Though the film begins with a Swedish family's seemingly mundane ski trip, what slowly unfolds is the wife's alarm at what she perceives is a lack of masculine and fatherly resolve in her husband, which the film uses as a springboard to examine society's perceptions of said masculinity and the male's role as protector in parenting and times of crisis. How society demands its males to be unreasonably heroic in life-threatening situations, despite the very powerful human instinct for self-preservation is a theme very much on Director Ostlund's radar.

The opening scenes of the family being photographed on the slopes of a ski run is a family in its deceptively happy moment of repose. During a mid-day meal on the hotel patio, with a soaring and stunning but ominous snow-packed mountain filling every patron's view, we hear the howitzer-like report of the air-cannons that create artificial avalanches to control dangerous accumulation of snow. As a ferocious wall of snow rushes with frightening velocity down the mountain and toward the lunching patrons, we hear the patron's fearful cries. And as the avalanche smashes forcefully but harmlessly into the building, the dining area is enveloped in a blinding fog of snow and mist, creating a white-out. From behind the powdery curtain we hear the terrified shriek of the parent's daughter and the anguished cries of other patrons.

The scenes following the near-catastrophe show the family resting and returning to the more pleasurable concerns of their vacation. But as the topic of the near-disaster is broached, Ebba (Lisa Loven Kongsli) the wife and mother, begins questioning and censuring her husband Tomas (Johannes Bah Kuhnke) for not coming to the aid of his children during the avalanche's harrowing moments. Tomas rationalizes his behavior, which lays the foundation for more resentment.

Intertitles track the passing days of the vacation as Ebba's shame for her husband's behavior begins to consume her; sometimes finding expression at inconvenient moments. During a dinner with a man and woman who the couple casually meet on the slopes, Ebba's anger and animosity bubbles then erupts, drawing the bewildered couple into the radius of her invective.

The avalanche-incident continues to haunt Tomas and vex Ebba which leaves the children to endure emotional, collateral damage.

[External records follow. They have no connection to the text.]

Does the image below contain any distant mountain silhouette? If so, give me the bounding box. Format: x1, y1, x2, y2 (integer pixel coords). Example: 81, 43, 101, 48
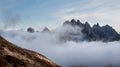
42, 27, 50, 32
63, 19, 120, 42
27, 27, 35, 33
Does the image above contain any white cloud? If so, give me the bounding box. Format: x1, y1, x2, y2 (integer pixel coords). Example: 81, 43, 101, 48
54, 0, 120, 32
1, 30, 120, 67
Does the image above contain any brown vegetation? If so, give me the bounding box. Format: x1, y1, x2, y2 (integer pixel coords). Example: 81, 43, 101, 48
0, 36, 61, 67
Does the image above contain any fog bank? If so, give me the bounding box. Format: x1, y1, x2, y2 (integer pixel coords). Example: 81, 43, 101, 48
1, 28, 120, 67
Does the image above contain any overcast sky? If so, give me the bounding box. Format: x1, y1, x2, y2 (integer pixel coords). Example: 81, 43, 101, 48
0, 0, 120, 32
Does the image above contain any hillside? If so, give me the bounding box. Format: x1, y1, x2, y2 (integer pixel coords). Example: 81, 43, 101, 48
0, 36, 61, 67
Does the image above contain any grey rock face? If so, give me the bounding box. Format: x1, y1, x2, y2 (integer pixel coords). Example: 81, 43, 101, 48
63, 19, 120, 42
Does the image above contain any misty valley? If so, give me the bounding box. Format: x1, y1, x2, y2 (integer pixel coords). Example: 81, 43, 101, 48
0, 19, 120, 67
0, 0, 120, 67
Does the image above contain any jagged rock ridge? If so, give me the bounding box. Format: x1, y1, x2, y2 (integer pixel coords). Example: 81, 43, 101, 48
0, 36, 61, 67
63, 19, 120, 42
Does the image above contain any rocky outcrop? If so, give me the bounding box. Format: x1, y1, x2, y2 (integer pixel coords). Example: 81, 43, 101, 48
63, 19, 120, 42
42, 27, 50, 32
0, 36, 61, 67
92, 24, 120, 41
27, 27, 35, 33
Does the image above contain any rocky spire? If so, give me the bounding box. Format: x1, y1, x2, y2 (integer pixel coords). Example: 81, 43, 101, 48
97, 23, 99, 26
93, 23, 101, 29
71, 19, 76, 23
42, 27, 50, 32
63, 19, 84, 27
76, 20, 83, 27
70, 19, 76, 25
84, 21, 91, 28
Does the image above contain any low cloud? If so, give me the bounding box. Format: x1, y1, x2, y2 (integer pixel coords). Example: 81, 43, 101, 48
1, 25, 120, 67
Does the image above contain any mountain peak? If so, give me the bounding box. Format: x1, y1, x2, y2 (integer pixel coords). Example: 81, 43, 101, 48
97, 23, 100, 26
84, 21, 91, 27
71, 19, 76, 23
63, 19, 83, 27
42, 27, 50, 32
76, 20, 83, 27
63, 19, 120, 41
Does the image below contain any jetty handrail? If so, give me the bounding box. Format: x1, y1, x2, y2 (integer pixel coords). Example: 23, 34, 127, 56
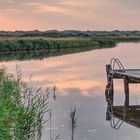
110, 58, 125, 71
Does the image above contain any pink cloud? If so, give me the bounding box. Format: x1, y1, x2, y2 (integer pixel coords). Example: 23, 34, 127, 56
0, 0, 140, 30
36, 4, 68, 14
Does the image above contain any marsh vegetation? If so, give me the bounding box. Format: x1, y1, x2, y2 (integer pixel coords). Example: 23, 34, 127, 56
0, 36, 139, 57
0, 68, 50, 140
0, 36, 122, 61
0, 67, 79, 140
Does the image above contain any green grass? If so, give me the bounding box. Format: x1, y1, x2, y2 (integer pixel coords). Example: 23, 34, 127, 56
0, 68, 49, 140
0, 36, 116, 52
0, 37, 93, 51
0, 36, 139, 52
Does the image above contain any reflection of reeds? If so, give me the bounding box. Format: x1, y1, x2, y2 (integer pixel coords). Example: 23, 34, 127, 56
53, 86, 56, 100
49, 111, 52, 140
0, 37, 117, 62
69, 107, 78, 140
49, 110, 61, 140
0, 46, 95, 62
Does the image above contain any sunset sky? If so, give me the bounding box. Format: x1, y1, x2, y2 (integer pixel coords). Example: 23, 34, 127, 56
0, 0, 140, 31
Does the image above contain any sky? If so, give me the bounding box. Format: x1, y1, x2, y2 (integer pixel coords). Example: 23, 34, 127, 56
0, 0, 140, 31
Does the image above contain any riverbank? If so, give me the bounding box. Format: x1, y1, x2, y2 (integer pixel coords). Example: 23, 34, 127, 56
0, 36, 139, 61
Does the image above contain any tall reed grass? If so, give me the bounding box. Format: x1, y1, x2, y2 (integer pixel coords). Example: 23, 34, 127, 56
0, 68, 50, 140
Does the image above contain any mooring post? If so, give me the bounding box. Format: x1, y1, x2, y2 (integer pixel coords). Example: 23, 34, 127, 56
105, 64, 114, 121
106, 64, 114, 105
124, 76, 129, 108
106, 65, 111, 82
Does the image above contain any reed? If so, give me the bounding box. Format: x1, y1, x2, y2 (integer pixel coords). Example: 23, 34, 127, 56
0, 68, 50, 140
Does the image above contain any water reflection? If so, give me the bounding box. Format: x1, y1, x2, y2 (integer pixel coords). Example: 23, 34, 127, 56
106, 105, 140, 129
0, 46, 95, 62
1, 43, 140, 140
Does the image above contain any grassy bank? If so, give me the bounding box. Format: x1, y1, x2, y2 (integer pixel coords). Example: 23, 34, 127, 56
0, 68, 49, 140
94, 36, 140, 43
0, 36, 139, 61
0, 36, 139, 52
0, 36, 116, 52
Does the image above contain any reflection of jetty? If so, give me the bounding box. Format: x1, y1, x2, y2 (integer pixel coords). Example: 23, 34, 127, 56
105, 58, 140, 129
112, 105, 140, 128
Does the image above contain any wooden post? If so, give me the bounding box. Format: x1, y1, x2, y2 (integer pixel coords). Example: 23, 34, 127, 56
106, 65, 111, 82
105, 64, 114, 121
124, 76, 129, 108
106, 65, 114, 105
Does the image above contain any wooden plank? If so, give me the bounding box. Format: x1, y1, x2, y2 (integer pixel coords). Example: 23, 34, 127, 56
113, 105, 140, 109
112, 69, 140, 72
113, 71, 140, 78
110, 69, 140, 83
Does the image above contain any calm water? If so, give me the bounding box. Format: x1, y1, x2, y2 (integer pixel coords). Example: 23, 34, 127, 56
1, 43, 140, 140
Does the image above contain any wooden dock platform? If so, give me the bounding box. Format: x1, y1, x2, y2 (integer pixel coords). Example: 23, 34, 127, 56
105, 58, 140, 129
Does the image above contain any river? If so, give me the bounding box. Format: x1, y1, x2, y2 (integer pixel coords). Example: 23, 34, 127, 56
1, 43, 140, 140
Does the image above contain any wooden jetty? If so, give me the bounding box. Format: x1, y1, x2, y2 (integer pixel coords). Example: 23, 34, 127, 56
105, 58, 140, 129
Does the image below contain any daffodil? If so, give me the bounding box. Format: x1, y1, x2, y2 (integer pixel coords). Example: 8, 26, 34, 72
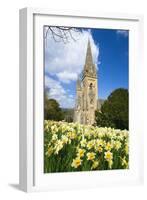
61, 135, 68, 144
91, 161, 99, 169
51, 125, 58, 134
80, 138, 87, 147
44, 120, 129, 172
67, 131, 76, 139
52, 134, 58, 141
71, 157, 82, 168
96, 139, 104, 146
87, 140, 95, 150
95, 145, 103, 153
98, 131, 105, 138
87, 152, 96, 161
77, 148, 85, 158
105, 142, 112, 151
117, 134, 124, 141
114, 140, 121, 150
104, 151, 113, 162
54, 140, 63, 154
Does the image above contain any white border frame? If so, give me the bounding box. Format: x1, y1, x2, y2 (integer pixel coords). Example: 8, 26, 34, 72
19, 8, 144, 192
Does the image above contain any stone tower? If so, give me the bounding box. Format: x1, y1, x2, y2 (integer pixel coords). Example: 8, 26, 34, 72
74, 39, 98, 125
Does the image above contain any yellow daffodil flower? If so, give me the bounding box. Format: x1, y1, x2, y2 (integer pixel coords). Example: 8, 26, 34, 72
87, 152, 96, 161
87, 140, 95, 150
71, 157, 82, 168
105, 142, 112, 151
104, 151, 113, 162
91, 161, 99, 169
77, 148, 85, 158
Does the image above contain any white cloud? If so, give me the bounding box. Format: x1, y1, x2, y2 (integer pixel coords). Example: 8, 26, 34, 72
57, 71, 78, 83
45, 75, 75, 108
116, 30, 128, 37
45, 28, 99, 83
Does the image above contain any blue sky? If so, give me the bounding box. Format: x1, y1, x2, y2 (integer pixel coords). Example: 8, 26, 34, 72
44, 27, 128, 108
92, 29, 129, 98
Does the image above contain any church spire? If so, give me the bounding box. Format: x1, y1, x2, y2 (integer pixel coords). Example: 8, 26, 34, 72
85, 39, 93, 66
83, 39, 96, 79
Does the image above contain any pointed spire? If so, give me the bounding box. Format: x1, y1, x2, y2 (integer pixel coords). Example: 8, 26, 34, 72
82, 39, 97, 79
85, 39, 93, 66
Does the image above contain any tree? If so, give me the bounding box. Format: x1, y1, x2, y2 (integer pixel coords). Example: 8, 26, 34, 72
44, 98, 64, 121
44, 26, 81, 44
95, 88, 128, 130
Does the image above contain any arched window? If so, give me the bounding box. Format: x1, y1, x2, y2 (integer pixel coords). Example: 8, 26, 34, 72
89, 83, 93, 89
89, 83, 95, 105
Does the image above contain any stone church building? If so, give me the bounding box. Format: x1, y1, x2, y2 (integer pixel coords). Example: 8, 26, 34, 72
74, 40, 98, 125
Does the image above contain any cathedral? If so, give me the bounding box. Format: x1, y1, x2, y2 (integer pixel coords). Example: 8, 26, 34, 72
74, 39, 98, 125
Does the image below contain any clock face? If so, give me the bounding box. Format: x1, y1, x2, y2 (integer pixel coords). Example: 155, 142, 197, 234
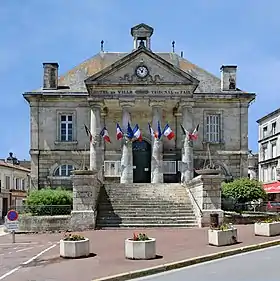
136, 66, 149, 78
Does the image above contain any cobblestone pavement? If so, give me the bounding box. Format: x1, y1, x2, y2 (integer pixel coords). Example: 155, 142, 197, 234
0, 225, 279, 281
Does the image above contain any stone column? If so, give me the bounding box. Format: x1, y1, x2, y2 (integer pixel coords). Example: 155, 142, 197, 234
120, 102, 134, 183
90, 104, 102, 171
181, 105, 194, 183
150, 101, 164, 183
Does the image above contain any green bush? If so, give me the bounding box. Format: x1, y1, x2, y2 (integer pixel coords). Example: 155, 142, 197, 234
222, 178, 267, 204
25, 188, 73, 216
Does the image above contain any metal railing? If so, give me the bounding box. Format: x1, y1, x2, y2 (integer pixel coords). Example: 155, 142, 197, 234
163, 161, 177, 174
9, 205, 72, 216
104, 160, 180, 177
185, 184, 203, 216
104, 161, 121, 177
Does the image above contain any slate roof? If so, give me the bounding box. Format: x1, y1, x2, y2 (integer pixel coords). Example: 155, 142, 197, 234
35, 52, 226, 93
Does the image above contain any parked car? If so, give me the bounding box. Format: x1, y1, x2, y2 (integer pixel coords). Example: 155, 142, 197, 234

The images that accompany the drama are often surreal, casting the narrative in something simultaneously real and fantasy-like. Ski-lift rides pass silently against white, snowy backdrops in which all color and objects are washed from the screen, creating a kind of white void. Medium and long shots of the hotel's interior are equally strange and often reflect the point-of-view of a mysterious maintenance man; a voyeuristic audience-of-one whose silent observations of the family are oddly comical.

The couple are soon joined by their friend Mats (Kristofer Hivju) and his girlfriend, who are soon subjected to Ebba's angry avalanche account of Tomas' supposedly selfish, un-manly regard. Mats defense of Tomas comes off as desperate pleading rather than cogent support for his friend's actions. Later, while Mats and his girlfriend lie in bed, reflecting on Ebba's accusatory tirade, he endures the same challenge to his manhood when she makes a provocative statement about how Mats might react in an identical crisis.

As the vacation drags on, the family begins to emotionally unravel, which prompts Ebba to manufacture a crisis; a kind of machismo test Tomas must pass to regain his wife's respect. And in the final sequence, during a nail-biting bus ride down the mountain, Tomas' earns a measure of vindication for his seemingly unforgivable act of cowardice during the avalanche.

Ostlund's thoughtful examination of heroic masculinity is absorbing and asks much of our critical thinking. The title, which literally means superior strength is an ironic nod to the themes on male gender roles Ostlund pursues through most of the film.

I found the film absorbing and the characters superbly portrayed. Kuhnke and Kongsli offer searing performances while Kristofer Hivju's striking appearance of wild, viking-like red hair and raging beard make him seem like some ideal of manhood sprung forth from the couple's imagination.

Beautifully shot, the alpine milieu is like a alien moon from the far side of Saturn. The wintry abyss that threatens to engulf the family also leaves us with the odd illusion of them being untethered to any earthly reality. Sound also plays a key role in the film. The booming sounds emitted from the air cannons are a jarring contrast to the eerie silence that blankets the mountain.

There are many metaphors and themes to parse, which Force Majeure offers in psychological abundance. Ostlund's film is a cerebral adventure with a few moments of hair-raising terror to keep an audience rapt and engaged. It's also a complete film; one that stimulates analytical thought and rich, deep emotions.